The proposed surgical technique of non-free bone autoplasty according to Latarjes with the creation of a new humeral-scapular ligament with a deficit of the articular surface of more than 20% of the anterior-inferior angle of the glenoid, cicatricial thinning of the capsule or deep defects of the humeral head, makes it possible to effectively stabilize the shoulder joint, while restoring the anatomy of the damaged bicipito-labral complex ... The peculiarities of the proposed technique are the reduction of the size of the surgical approach, the preservation of the integrity of the pectoralis minor and coracohumeral muscles, in connection with this, the n.musculocutaneus is not damaged, and the creation of a new shoulder-scapular ligament. In addition, it makes it possible to achieve precision in the positioning of the graft relative to the articular surface of the scapula, which reduces the risk of its non-union and resorption, and also improves the articulation of the humeral head.

5. Conclusions

Thus, the historical aspect clearly demonstrates the historical development of surgery in the treatment of post-traumatic instability of the shoulder joint.
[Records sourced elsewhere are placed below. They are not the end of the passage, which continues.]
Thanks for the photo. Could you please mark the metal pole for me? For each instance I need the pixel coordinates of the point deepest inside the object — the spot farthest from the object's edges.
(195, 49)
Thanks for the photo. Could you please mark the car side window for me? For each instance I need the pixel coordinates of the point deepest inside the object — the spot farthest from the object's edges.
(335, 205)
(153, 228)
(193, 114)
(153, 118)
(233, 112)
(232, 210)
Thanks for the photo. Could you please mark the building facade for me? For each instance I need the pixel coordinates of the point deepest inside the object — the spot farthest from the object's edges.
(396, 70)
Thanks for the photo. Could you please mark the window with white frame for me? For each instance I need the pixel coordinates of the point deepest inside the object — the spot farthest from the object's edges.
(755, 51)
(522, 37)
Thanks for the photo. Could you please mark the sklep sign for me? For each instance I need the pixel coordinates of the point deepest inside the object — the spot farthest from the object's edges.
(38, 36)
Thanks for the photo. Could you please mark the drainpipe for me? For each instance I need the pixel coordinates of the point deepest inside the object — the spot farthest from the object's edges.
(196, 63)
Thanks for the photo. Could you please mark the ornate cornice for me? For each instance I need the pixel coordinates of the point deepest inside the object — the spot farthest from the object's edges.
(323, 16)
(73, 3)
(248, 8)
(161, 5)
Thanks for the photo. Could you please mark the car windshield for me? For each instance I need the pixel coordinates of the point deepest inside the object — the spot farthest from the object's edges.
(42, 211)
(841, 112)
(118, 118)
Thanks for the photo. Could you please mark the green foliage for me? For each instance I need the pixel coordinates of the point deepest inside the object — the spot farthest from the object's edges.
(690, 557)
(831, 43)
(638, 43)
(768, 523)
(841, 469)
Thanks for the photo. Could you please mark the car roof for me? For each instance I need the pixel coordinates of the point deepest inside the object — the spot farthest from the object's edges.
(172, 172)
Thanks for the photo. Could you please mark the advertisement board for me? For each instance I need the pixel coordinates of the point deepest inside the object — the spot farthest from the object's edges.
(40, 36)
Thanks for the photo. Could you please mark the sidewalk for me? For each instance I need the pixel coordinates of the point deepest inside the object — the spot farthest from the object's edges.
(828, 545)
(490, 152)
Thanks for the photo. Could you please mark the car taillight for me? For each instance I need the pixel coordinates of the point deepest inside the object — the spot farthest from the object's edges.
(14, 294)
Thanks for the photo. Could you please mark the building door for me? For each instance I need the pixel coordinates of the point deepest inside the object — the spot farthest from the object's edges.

The modern world level of arthroscopy allows to perform almost all types of surgical interventions indicated for various pathologies of the shoulder joint. However, so far, both in domestic and foreign literature, there is no sufficient number of published long-term observations of patients who have undergone surgical treatment using modern anchor fixators, which does not allow fully assessing the long-term results of the ongoing surgical treatment. Further accumulation of experience and generalization of observational data are priority and promising areas of work. There are no long-term observations of the treatment outcomes of patients with multidirectional instability who underwent arthroscopic capsuloraphy operations with thermal and laser action on the elements of the shoulder joint capsule. Capsule shrinkage and limited range of motion remain the main side effects of this procedure. The study of the effects of various physical factors on the capsule of the shoulder joint in patients with dysplastic instability, as well as congenital and acquired hypermobility of the shoulder joint is an urgent topic for further scientific research.
Non-free bone grafting of the scapula according to Latarjes, as well as the creation of a new humeral-scapular ligament in the surgical treatment of patients with instability of the shoulder joint and large defects of the articular surfaces can reduce the trauma of the operation, increase its stability and anatomy. The proposed operation is indicated in patients with chronic instability of the shoulder joint with an accompanying bone defect of the glenoid, where the bone defect is 20% or more.